また、日本法とカザフスタン法で大きく異なるのが、有期雇用契約に関する規制です。日本の労働契約法では、有期労働契約の期間の上限は原則として3年(一定の専門的知識を有する者等は5年)と定められているものの、下限については特段の定めがありません。しかし、カザフスタンの労働法第30条第1項第2号では、有期雇用契約の期間は「原則として1年以上」でなければならないと明確に規定されています。例外として、季節労働や代替要員としての雇用、1年未満で完了する特定の業務などの限られたケースでのみ1年未満の契約が認められます。さらに、同一の従業員との間で締結できる更新回数は最大2回までと厳格に制限されており、これを超えて雇用を継続した場合は自動的に期間の定めのない雇用契約(無期雇用)に転換されたものとみなされます。
労働時間と時間外労働に関する厳格な管理体制
労働時間に関する規制も、カザフスタンの労働法が労働者保護を強力に推し進めている領域の一つです。労働法第68条により、通常の労働時間は週40時間を超えてはならないと規定されています。ここまでは日本の労働基準法と同様ですが、決定的な違いは時間外労働(残業)の上限規制とその運用メカニズムにあります。
日本では、労働基準法第36条に基づく労使協定(いわゆる36協定)を締結し労働基準監督署に届け出ることで、原則として月45時間、年360時間までの時間外労働が合法的に可能となり、特別条項を設ければさらに延長することも可能です。しかし、カザフスタンの労働法においては、時間外労働は1日につき最大2時間まで、かつ1ヶ月につき最大12時間までという非常に厳しい上限が法定されています。この月12時間という上限は、日本の一般的な企業の実態と比較すると極端に短く、企業側には徹底した業務効率化と労働時間の厳格な記録管理が要求されます。時間外労働を行わせる場合には、原則として従業員の書面による同意が必要であり、時間外労働に対する割増賃金は通常の賃金の1.5倍以上のレートで支払うことが義務付けられています。
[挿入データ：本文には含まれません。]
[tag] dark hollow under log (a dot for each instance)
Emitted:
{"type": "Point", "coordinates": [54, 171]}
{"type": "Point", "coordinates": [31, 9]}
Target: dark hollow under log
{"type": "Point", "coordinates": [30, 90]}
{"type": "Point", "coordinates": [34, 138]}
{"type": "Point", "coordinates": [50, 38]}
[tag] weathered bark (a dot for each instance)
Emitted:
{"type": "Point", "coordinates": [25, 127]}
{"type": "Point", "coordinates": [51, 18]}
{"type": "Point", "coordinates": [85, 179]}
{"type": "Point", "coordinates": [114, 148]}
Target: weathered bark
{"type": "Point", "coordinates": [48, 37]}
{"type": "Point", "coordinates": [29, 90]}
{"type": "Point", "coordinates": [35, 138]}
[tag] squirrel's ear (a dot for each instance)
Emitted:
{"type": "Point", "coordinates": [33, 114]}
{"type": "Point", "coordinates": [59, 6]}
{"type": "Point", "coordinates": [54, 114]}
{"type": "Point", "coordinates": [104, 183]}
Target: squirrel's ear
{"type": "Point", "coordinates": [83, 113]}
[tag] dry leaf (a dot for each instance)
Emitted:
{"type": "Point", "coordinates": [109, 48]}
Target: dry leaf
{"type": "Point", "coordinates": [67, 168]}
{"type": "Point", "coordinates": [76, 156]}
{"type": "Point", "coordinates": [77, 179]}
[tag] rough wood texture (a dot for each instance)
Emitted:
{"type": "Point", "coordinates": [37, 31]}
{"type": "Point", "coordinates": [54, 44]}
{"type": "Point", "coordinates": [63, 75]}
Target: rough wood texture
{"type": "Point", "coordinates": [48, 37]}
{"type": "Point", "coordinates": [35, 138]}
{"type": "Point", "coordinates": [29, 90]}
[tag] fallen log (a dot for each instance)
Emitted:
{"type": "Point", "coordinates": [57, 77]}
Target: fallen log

さらに、過酷な労働環境や有害な業務に従事する労働者に対しては、より一層厳しい管理がなされ、労働時間の上限が引き下げられるとともに、追加の休暇や手当の付与が義務付けられます。日本企業の経営者は、カザフスタンでは「残業を前提とした業務設計」が法的にほぼ不可能であるという前提に立ち、人員配置やプロジェクトの納期設定を根本から見直す必要があります。
就労最低年齢と若年労働者の保護
カザフスタンの労働法第31条では、雇用契約を締結できる最低年齢を原則として16歳以上と定めています。ただし、一定の保護条件を満たす場合には例外が認められており、例えば中等教育を修了しているか、または教育機関に在籍している14歳から15歳の未成年者については、健康や発育に悪影響を及ぼさず、かつ学習の妨げにならない軽易な労働に限り、親または法定代理人の書面による同意を得ることを条件として就労が許可されます。日本の労働基準法においても、原則として満15歳到達後の最初の3月31日を経過するまでの児童の就労を禁止しており、非工業的事業における軽易な労働についてのみ労働基準監督署長の許可を得て就労できるという構造になっているため、この部分における両国の法制度の理念は比較的類似していると言えます。
カザフスタンにおける解雇と従業員保護の仕組み

試用期間の適用要件と本採用拒否の手続き
新規採用者の適性を評価するための試用期間について、日本とカザフスタンではその法的な位置付けと手続き要件が大きく異なります。日本の判例法理において試用期間は「解約権留保付労働契約」と解釈されており、企業は本採用を拒否する権利を留保しているものの、その行使には客観的に合理的な理由と社会通念上の相当性が必要です。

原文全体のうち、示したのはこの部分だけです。